Having decayed from within the Empire, Roman culture and its recorded history fell prey to barbarian invasions that pillaged not only the farms and cities but laid waste to the pillars of civilization – the books and libraries containing records not only of Roman but Greek and Judeo-Christian civilizations as well.

Were it not for the providential activity of a British monk who evangelized the land where he had been a slave, Cahill contends that “our own world would never have come to be.”

His book How the Irish Saved Civilization: The Untold Story of Ireland’s Heroic Role from the Fall of Rome to the Rise of Medieval Europe documents that thesis.

That British monk was, of course, St. Patrick, the subject of last week’s column.

This upcoming week, as you celebrate the holiday, a tip of the hat to St.

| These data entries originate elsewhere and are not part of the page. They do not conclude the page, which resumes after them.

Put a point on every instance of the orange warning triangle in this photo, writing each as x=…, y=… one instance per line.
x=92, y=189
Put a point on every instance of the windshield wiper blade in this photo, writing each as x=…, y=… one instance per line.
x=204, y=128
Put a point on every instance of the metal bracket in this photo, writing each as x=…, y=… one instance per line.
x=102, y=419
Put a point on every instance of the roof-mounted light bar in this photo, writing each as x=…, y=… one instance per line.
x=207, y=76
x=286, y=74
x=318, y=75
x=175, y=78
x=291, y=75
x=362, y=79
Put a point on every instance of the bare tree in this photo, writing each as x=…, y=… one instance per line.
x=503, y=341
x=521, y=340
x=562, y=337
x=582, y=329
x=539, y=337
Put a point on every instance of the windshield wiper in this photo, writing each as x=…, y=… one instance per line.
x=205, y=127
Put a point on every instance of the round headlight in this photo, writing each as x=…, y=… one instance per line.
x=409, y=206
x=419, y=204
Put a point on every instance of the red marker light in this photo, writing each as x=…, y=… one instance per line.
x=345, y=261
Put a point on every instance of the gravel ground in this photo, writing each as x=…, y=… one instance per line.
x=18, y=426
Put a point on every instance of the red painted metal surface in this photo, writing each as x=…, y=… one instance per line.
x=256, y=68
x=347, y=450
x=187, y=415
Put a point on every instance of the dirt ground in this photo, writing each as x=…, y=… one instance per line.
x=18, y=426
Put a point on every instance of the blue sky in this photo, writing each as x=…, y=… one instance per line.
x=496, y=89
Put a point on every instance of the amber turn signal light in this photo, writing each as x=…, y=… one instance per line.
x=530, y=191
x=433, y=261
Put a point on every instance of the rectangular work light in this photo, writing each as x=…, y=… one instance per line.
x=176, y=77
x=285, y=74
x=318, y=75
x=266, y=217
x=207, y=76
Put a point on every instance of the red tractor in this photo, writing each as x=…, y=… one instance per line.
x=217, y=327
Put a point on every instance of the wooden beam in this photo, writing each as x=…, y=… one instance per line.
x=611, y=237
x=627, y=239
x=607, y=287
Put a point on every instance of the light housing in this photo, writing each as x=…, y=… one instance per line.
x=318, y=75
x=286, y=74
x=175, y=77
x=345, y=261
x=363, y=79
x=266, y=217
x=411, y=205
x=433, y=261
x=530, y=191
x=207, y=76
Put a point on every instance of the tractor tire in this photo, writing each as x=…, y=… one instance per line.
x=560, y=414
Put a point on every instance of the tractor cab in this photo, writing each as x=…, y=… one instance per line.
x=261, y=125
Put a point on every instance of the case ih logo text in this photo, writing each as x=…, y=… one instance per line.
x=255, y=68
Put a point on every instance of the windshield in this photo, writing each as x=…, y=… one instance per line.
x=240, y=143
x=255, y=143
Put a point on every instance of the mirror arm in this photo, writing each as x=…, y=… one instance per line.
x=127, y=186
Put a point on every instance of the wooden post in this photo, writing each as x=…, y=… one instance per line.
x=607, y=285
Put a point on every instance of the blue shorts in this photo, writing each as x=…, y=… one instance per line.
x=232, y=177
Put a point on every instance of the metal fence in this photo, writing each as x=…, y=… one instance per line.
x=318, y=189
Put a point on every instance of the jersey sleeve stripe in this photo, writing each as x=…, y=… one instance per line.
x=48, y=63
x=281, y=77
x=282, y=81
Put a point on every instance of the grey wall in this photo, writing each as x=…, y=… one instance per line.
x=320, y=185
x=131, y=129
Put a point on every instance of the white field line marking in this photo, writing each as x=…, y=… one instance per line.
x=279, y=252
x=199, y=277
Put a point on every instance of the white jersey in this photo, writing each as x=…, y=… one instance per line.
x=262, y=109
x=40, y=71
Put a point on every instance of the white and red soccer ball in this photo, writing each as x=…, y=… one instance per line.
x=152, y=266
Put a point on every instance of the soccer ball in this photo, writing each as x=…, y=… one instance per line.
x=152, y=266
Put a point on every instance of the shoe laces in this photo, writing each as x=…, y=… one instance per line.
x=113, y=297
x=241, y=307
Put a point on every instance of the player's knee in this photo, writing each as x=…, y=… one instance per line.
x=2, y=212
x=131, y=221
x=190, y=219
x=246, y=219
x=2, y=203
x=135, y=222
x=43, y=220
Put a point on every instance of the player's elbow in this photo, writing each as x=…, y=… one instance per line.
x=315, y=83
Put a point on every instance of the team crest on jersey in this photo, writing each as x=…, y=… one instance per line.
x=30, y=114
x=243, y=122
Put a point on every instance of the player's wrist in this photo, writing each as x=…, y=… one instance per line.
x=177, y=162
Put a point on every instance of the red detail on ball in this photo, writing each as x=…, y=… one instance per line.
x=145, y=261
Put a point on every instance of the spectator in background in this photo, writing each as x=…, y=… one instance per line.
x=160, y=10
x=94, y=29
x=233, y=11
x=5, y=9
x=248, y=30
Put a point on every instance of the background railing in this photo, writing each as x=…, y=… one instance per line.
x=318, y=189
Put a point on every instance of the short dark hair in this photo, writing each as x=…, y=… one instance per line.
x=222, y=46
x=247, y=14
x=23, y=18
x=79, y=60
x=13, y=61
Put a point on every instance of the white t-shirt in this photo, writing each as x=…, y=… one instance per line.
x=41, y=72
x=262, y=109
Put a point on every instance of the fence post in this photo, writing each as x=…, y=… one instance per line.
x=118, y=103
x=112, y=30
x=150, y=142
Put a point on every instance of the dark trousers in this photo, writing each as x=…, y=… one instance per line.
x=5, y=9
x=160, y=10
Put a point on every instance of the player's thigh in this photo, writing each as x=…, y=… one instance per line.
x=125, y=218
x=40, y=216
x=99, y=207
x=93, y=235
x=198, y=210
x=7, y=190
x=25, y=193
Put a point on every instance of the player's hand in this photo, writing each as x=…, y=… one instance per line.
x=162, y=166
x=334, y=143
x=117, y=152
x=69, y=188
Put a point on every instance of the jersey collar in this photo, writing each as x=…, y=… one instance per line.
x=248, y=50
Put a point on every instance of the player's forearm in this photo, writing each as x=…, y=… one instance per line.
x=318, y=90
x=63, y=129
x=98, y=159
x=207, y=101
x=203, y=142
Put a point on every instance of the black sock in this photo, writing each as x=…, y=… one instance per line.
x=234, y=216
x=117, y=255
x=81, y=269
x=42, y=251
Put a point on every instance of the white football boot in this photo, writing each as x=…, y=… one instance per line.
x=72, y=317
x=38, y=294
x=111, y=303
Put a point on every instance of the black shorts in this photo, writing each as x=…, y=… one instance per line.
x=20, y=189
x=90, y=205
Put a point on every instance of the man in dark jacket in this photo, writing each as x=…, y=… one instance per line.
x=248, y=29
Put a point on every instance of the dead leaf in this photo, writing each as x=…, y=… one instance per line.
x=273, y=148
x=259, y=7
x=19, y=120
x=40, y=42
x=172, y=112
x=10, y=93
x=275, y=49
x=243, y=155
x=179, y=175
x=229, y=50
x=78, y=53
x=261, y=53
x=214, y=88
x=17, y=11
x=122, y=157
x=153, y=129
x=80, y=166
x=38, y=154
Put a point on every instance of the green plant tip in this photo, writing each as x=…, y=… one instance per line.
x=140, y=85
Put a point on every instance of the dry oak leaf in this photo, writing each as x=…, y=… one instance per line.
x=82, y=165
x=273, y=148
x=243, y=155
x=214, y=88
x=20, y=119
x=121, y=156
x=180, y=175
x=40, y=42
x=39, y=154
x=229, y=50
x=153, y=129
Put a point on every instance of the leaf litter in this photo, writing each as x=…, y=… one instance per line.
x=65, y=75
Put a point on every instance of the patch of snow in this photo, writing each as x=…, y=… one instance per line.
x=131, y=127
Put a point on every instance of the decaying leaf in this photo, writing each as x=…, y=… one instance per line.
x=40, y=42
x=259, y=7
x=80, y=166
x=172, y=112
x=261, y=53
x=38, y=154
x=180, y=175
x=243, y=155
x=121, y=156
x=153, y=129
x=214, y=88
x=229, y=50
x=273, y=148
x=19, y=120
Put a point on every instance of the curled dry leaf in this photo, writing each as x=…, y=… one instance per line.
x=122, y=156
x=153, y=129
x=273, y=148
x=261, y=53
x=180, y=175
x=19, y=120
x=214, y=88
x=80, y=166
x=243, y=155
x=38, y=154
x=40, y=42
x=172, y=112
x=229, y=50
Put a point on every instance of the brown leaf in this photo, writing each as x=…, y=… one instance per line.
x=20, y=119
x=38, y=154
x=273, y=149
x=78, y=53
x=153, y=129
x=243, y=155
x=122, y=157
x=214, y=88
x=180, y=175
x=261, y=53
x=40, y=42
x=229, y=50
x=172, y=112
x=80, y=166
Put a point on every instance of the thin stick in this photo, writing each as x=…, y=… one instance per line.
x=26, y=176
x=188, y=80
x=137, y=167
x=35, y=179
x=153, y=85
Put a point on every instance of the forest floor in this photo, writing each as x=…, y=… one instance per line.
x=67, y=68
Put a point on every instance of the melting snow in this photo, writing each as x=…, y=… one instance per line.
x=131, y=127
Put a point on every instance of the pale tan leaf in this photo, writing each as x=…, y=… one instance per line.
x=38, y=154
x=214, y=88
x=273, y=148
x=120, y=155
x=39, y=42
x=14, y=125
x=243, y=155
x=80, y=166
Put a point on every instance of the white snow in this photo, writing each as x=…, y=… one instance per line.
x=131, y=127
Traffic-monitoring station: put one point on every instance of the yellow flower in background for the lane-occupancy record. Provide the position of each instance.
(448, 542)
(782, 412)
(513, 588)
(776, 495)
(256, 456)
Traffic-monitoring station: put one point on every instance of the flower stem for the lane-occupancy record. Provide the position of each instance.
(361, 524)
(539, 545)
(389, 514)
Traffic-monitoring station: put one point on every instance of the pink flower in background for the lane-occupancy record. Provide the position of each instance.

Pat, the Irish converts to Christianity and the God who inspired them would certainly be in order.

In mid-life after having formerly been a slave in Ireland in his youth, Patrick returned about age 40 to the Emerald Isle to share the message and love of Christ. Along with the gospel and spiritual salvation, Patrick inspired a zeal for learning. According to Cahill, within one generation an illiterate pagan people not only learned to read but began speaking in multiple languages including Latin, Greek and sometimes Hebrew! To satiate their newfound cultural appetite they fastidiously copied books – books that had been brought by refugees from the European continent fleeing to the fringes of the empire from the barbarians who sacked their homes, cities and lands.

After Patrick’s death, Irish followers began to take that same gospel out beyond their borders, first to Scotland, then ultimately back to the European continent.

Where they went they took their books and knowledge of Western civilization with them and replanted what otherwise would have been permanently lost. Cahill states, “Ireland, a little island at the edge of Europe that has known neither Renaissance nor Enlightenment – in some ways, a Third World country with, as John Betjeman claimed, a Stone Age culture – had one moment of unblemished glory.”

As Irish scribes copied, “everything they could lay their hands on … they served as conduits through which the Greco- Roman and Judeo-Christian culture were transmitted to the tribes of Europe, newly settled amid the rubble and ruined vineyard of the civilization they had overwhelmed.”

Cahill claims it was the missionary minded Irish monks who “single-handedly refounded European civilization throughout the continent” such that without them, “the world that came after them would have been an entirely different one – a world without books. And our own world would never have come to be.”